1.  Love those veggies

Vegetables, salads and fruit carry an abundance of vitamins, minerals and natural antioxidants (also called phytochemicals), all for very few kilojoules.

The more you eat them, the more you'll like them.
 

2.  Keep hydrated

Water is the best thirst quencher, yet most of us don't drink enough. Carry a bottle of water with you. Don't wait until you feel thirsty to drink - sip regularly. 

3.  Focus on the good fats

Unsaturated types of fat - monounsaturated and polyunsaturated fats - are preferred and are derived from oils, nuts, seeds and avocado and should replace the saturated fats presently consumed.

4. Have some good carbs

Go for foods like wholemeal breads, brown rice, oats, fibre-enriched or wholegrain cereals that offer higher concentrations of fibre, vitamins and minerals and generally a lower Glycaemic Index (GI). This means slower absorption, which helps with weight control and diabetes. 

5. Watch the sugar

Too much sugar adds unwanted kilojoules with no contribution to nutrition. A spread of jam on your toast or sugar in yoghurt or flavoured milk is OK, but limit your consumption of sugary soft drinks, juices, lollies, chocolate, cakes, pastries and ice creams.
 

6. Aim for balance

Eating well involves getting the balance right. If 90% of all your foods are nutritious, then the remaining 10% can be a treat or indulgence.
 

7. Get organised

Being organised will help you avoid the temptation to grab takeaway food, or to skip a meal altogether. Keep a shopping list. Have the basics in the kitchen like pasta, rice, tuna, cereals, herbs, spices, frozen vegetables, eggs for last-minute meals. Don't buy chocolate, crisps and other junk food if you know you can't resist it.

8. Plan ahead

Plan and shop ahead so you have ingredients in your freezer or your cupboard to make healthy dinners when you're tired at night. That way, you avoid the temptation to grab take-aways which are almost always higher in fat, salt and sugar than a healthy home-cooked meal. Cook double and freeze portions for later.

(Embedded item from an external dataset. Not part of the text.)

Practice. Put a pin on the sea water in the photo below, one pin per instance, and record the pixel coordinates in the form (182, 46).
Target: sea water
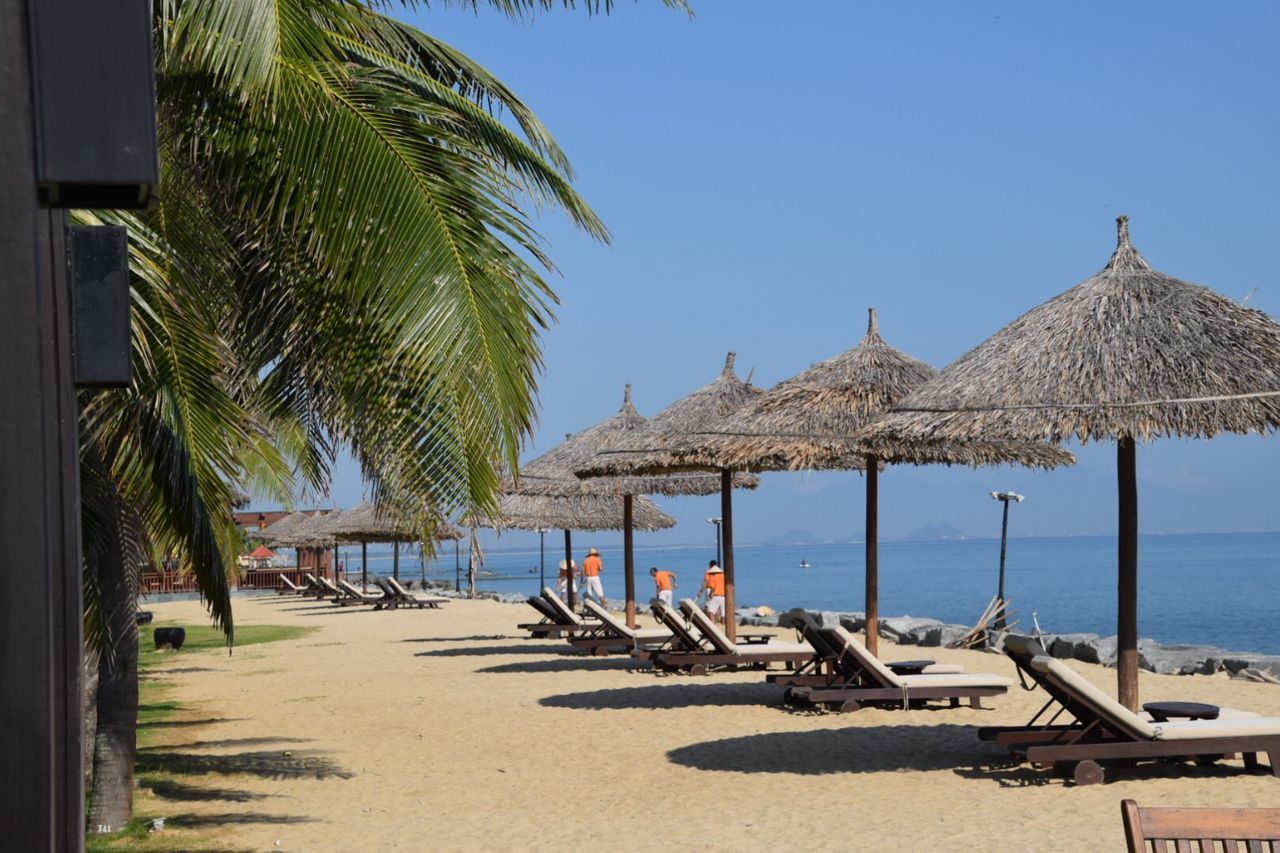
(1216, 589)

9. Focus on the meal in front of you

Stress, tension, rushing and eating on the run all take their toll on your digestion and health. Try to relax and take the time to appreciate the food in front of you. Not only will it increase your enjoyment but will help you learn to stop eating when your stomach registers "comfortably full" - a technique recommended as a way to help people lose weight.

10. Aim for a healthy weight, neither too fat nor too thin

Focus on eating right for life rather than dieting to lose weight. The right food and regular exercise will ensure a healthy weight. Steer clear of fad diets which promise rapid weight loss no-one can sustain, once you go off them, the weight comes back on.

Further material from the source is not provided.